As expected, the Spanish Socialist Workers’ Party (PSOE) of Prime Minister Jose Zapatero have been punished in the local elections which took place yesterday. Voters blame them for the poor economic performance of Spain over the past three years, with unemployment running at 21%.
The PSOE took 27.81% of the vote to the People’s Party (PP) 37.58% on a turnout of around 65%. The turnout was better than expected considering the one week of protests around Spain. Nearly half a million voters (2.5%) decided to take heed of the protesters requests and either spoilt their ballot papers or recorded a blank vote.
In the regional polls, the PSOE lost two traditional strongholds, Castilla-La Mancha and Extremadura, although they will remain in power with the support of the left wing coalition, United Left (IU) in Extremadura.

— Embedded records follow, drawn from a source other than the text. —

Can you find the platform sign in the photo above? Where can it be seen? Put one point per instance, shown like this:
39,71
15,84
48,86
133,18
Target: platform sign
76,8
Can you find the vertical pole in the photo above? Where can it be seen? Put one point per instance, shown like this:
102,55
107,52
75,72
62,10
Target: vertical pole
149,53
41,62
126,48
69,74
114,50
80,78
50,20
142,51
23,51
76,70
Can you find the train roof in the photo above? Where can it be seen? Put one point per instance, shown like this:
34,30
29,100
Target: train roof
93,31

The IU did well in a number of areas, splitting the left wing vote, allowing the PP to win more seats than might otherwise have been the case.

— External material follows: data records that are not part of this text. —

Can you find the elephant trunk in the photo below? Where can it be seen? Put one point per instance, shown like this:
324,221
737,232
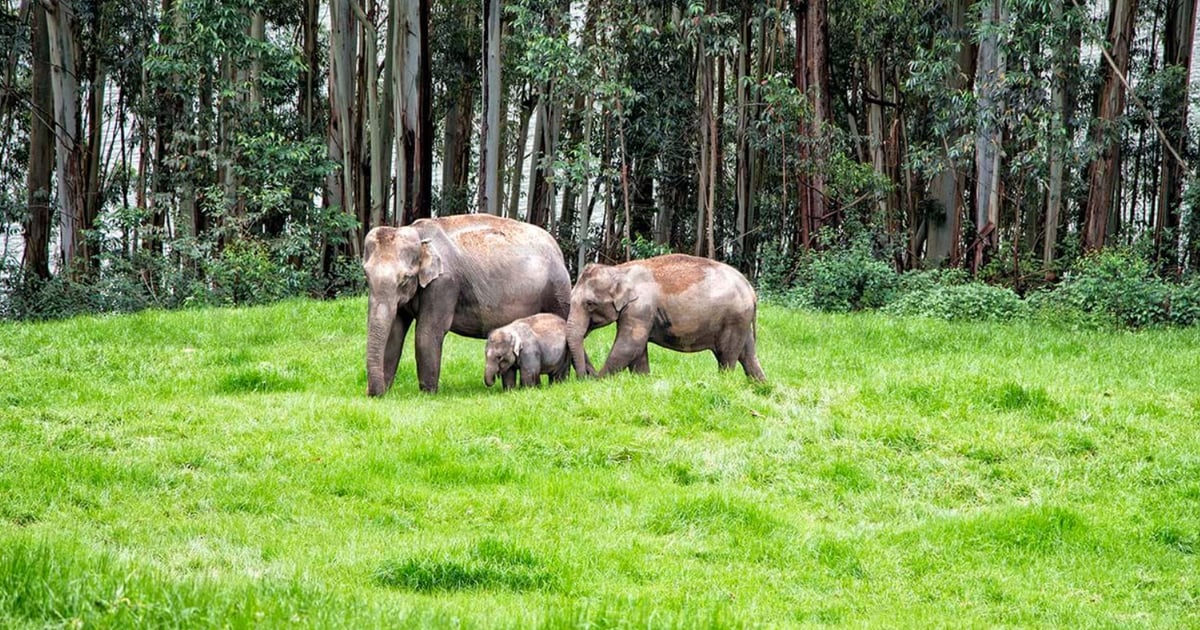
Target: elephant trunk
379,322
576,330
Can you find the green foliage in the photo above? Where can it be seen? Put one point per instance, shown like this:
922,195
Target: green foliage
1115,287
246,273
490,564
222,468
643,247
970,301
844,280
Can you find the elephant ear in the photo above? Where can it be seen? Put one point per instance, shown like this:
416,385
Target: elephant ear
622,292
516,346
431,264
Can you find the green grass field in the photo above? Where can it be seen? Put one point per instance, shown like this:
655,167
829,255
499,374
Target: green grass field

In Barcelona the PSOE lost their 32 year stranglehold on Barcelona, with the centre right Catalan Nationalist Convergence and Union (CiU) Party winning control.

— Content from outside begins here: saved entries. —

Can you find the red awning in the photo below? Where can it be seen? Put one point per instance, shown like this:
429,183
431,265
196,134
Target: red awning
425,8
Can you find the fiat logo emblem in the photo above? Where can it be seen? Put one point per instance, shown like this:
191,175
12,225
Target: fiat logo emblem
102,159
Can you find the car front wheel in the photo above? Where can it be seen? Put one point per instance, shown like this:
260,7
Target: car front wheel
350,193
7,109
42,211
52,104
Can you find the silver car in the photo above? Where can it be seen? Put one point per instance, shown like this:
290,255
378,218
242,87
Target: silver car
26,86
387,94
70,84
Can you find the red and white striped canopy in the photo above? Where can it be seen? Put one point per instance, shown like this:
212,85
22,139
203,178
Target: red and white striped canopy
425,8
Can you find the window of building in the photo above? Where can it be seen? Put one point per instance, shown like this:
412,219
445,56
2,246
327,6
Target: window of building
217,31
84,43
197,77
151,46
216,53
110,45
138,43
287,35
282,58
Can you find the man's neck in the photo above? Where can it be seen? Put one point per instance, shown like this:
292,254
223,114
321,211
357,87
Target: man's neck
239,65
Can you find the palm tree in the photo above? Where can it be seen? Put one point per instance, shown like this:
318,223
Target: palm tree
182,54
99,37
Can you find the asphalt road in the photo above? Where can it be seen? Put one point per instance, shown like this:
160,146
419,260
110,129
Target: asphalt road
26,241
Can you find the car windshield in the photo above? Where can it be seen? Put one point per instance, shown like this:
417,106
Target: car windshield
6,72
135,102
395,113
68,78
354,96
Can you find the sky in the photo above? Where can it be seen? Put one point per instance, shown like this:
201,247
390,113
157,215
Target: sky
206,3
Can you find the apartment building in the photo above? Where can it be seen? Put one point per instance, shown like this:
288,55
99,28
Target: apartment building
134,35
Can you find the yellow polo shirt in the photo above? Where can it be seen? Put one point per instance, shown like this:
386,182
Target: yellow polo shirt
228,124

In the Basque region the Bildu, a radical separatist coalition (see previous blog on Spain page, News) took 25% of the vote, beating the Basque Nationalist party. They also did well in Navarra where they took 11.64% of the vote and came third.
The People’s Party (PP), the main opposition in the national government strengthened their hold on Madrid, Valencia and Murcia. They also did well in Aragón but will be obliged to do a pact with the Aragonese Party (PAR). In Andalucía, although there was no regional election, the PP picked up all the major towns including Seville.
Jose Zapatero has said that this will not mean an early general election. The general election is scheduled for March next year.